Nouvelle mesure pour contrer les spécialistes de la spoliation foncière. Depuis le lundi 16 septembre, il n’est plus possible de demander une copie du certificat de propriété immobilière concernant une tierce personne à moins de disposer d’un mandat officiel à cet effet ou de relever des catégories professionnelles suivantes: notaires, avocats et adouls.

L’obtention dudit document est évidemment possible pour les propriétaires et les personnes détenant des droits réels dûment inscrits sur un titre foncier.

La mesure s’appliquera aussi bien aux certificats de propriété qu’aux copies des titres fonciers et de tout autre document déposé auprès de l’Agence de la conservation foncière. La consultation des titres fonciers concernant les tiers sera également proscrite sans procuration.

Sur le plan procédural, la demande de certificat de propriété doit obligatoirement être légalisée et accompagnée d’une copie de la carte d’identité sinon, le document est refusé.

 

La disposition a été prise par l’Agence de la conservation foncière dans le cadre des instructions royales au ministre de la Justice (30 décembre 2016) pour renforcer la lutte contre les spoliations foncières. Une réunion a eu lieu, hier lundi 16 septembre, entre l’Agence nationale de la conservation foncière et le ministère de la Justice pour arrêter les modalités d’application de la mesure.

La restriction suscite déjà le mécontentement des opérateurs exclus. «Nous avons évidemment besoin d’une copie d’un certificat de propriété pour établir un contrat de bail dans le cadre de la création de sociétés car il est exigé par l’administration fiscale. Nous avons également besoin d’une copie du certificat de propriété pour constater l’apport d’un terrain à une société. Avec le site de l’Agence, cette formalité est souple», explique Brahim Bahmad, président du Cercle des fiscalistes du Maroc.

Interrogé par L’Economiste, Karim Tajmouati, directeur de l’Agence de la conservation foncière confirme que «cette mesure a pour objectif d’intensifier la lutte contre les spoliations foncières. La philosophie derrière cette décision est qu’une personne intéressée par un bien n’a aucun souci à effectuer une demande de certificat de propriété dans la transparence en recourant à l’une des professions concernées ou en demandant une procuration».

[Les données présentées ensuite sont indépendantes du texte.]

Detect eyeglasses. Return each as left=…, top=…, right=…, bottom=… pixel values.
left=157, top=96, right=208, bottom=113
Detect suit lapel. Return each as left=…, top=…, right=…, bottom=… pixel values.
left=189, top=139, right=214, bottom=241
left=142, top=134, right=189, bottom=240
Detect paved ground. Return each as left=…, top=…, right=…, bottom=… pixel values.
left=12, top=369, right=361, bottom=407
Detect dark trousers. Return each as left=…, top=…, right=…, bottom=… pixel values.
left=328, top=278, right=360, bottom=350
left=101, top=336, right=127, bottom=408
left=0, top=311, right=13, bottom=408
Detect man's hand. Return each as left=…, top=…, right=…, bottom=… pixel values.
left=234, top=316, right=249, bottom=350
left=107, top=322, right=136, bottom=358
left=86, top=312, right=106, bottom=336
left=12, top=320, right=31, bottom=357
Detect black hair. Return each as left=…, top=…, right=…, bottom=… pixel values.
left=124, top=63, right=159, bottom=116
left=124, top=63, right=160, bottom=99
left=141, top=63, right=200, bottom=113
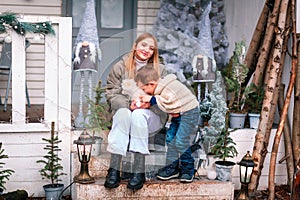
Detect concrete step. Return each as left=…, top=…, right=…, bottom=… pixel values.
left=75, top=177, right=234, bottom=200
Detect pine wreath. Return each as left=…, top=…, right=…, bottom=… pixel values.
left=0, top=12, right=55, bottom=35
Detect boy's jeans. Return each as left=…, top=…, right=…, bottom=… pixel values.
left=165, top=107, right=199, bottom=173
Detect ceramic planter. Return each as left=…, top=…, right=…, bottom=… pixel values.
left=229, top=113, right=247, bottom=129
left=43, top=183, right=64, bottom=200
left=248, top=113, right=260, bottom=129
left=91, top=136, right=103, bottom=156
left=215, top=160, right=235, bottom=181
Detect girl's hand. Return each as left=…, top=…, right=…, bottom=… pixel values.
left=139, top=95, right=152, bottom=103
left=130, top=99, right=150, bottom=110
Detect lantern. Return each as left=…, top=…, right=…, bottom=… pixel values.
left=73, top=129, right=95, bottom=184
left=236, top=151, right=255, bottom=200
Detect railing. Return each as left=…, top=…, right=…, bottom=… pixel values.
left=0, top=16, right=72, bottom=132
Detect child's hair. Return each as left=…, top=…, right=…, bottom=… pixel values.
left=135, top=66, right=160, bottom=85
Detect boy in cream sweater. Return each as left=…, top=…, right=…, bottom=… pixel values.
left=134, top=67, right=199, bottom=183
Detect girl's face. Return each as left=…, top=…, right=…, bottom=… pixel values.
left=135, top=38, right=155, bottom=61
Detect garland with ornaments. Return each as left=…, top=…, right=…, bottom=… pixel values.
left=0, top=12, right=55, bottom=36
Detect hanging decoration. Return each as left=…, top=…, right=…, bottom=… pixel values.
left=0, top=12, right=55, bottom=36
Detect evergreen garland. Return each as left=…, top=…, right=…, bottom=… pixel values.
left=0, top=12, right=55, bottom=36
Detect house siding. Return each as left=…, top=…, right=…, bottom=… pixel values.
left=0, top=0, right=62, bottom=16
left=137, top=0, right=160, bottom=34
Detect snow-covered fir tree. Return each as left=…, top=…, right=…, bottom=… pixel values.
left=202, top=71, right=228, bottom=153
left=153, top=0, right=228, bottom=82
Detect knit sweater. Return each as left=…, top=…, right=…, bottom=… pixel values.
left=154, top=74, right=199, bottom=114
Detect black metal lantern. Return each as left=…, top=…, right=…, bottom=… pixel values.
left=236, top=151, right=255, bottom=200
left=73, top=129, right=95, bottom=184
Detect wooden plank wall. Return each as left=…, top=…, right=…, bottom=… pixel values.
left=0, top=0, right=62, bottom=16
left=137, top=0, right=160, bottom=35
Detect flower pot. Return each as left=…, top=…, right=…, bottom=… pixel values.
left=229, top=113, right=247, bottom=129
left=43, top=183, right=64, bottom=200
left=215, top=160, right=235, bottom=181
left=91, top=136, right=103, bottom=156
left=248, top=113, right=260, bottom=129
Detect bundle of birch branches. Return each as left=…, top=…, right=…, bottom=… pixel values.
left=243, top=0, right=299, bottom=199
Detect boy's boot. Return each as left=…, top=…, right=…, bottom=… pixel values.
left=104, top=153, right=122, bottom=188
left=127, top=153, right=145, bottom=190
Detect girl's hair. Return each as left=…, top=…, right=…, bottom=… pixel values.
left=125, top=32, right=160, bottom=78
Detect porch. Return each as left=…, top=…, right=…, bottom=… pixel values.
left=0, top=15, right=287, bottom=199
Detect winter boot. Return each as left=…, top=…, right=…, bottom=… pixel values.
left=127, top=153, right=145, bottom=190
left=104, top=153, right=122, bottom=188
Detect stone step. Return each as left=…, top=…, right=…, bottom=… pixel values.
left=73, top=150, right=168, bottom=179
left=75, top=177, right=235, bottom=200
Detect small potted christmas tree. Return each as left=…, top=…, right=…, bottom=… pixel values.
left=36, top=122, right=66, bottom=200
left=223, top=40, right=249, bottom=128
left=85, top=80, right=112, bottom=156
left=211, top=112, right=238, bottom=181
left=244, top=83, right=264, bottom=129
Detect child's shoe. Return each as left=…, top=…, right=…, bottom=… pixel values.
left=180, top=173, right=194, bottom=183
left=180, top=162, right=194, bottom=183
left=157, top=163, right=180, bottom=180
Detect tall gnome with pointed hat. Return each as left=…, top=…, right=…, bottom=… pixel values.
left=73, top=0, right=101, bottom=128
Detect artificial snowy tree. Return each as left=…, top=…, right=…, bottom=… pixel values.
left=153, top=0, right=228, bottom=82
left=202, top=71, right=228, bottom=153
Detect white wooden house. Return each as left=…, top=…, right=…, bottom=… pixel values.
left=0, top=0, right=298, bottom=198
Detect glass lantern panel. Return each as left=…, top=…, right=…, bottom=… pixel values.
left=240, top=165, right=247, bottom=182
left=77, top=144, right=92, bottom=161
left=101, top=0, right=124, bottom=28
left=240, top=165, right=253, bottom=183
left=245, top=167, right=253, bottom=183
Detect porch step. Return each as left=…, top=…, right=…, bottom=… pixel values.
left=73, top=150, right=167, bottom=179
left=75, top=177, right=234, bottom=200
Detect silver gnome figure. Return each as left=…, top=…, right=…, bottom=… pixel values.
left=73, top=0, right=101, bottom=128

Mécontentement des opérateurs exclus

Le resserrement des mesures autour de la sécurité des biens immeubles est monté d’un cran en août dernier à la faveur de la publication de la loi 31-10 au Bulletin officiel. Le texte introduit l’obligation d’inscrire toutes les procurations portant sur une propriété immobilière dans le registre national des procurations administré par les secrétaires-greffiers des tribunaux de première instance.

Selon Tajmouati, 99% des spoliations s’effectuaient par la voie des procurations. Depuis 2014, toutes celles n’ayant pas été authentifiées devant les personnes autorisées (adouls, avocats…) sont annulées.

Par ailleurs, les sociétés civiles immobilières (SCI) doivent être inscrites sur le registre national en plus du registre du commerce. De plus, dès qu’une société civile exerce des activités commerciales, elle doit obligatoirement changer de régime juridique.

Pour lutter contre les spoliations, l’Agence de la conservation foncière a institué un système d’alerte (Mohafadati) via l’envoi d’un SMS dès qu’il y a une tentative de modification d’un titre foncier. 25.000 personnes s’y inscrivent sur internet chaque mois.

Au moins 7.000 biens immeubles en déshérence

La question des spoliations immobilières a longtemps mobilisé l’attention publique tant au Maroc qu’à l’étranger. De nombreux propriétaires ont en effet été dépossédés de leurs biens. Les chiffres obtenus auprès de la direction générale de l’Agence nationale de la conservation foncière indiquent que plus de 7.000 biens immeubles en déshérence ont été identifiés. Il s’agit de propriétés appartenant à d’anciens colons, à des membres de la communauté juive émigrés… Le point commun entre ces biens est qu’aucune opération n’a été initiée depuis plusieurs années. Les critères de la déshérence ont d’ailleurs été arrêtés par la direction de l’Agence.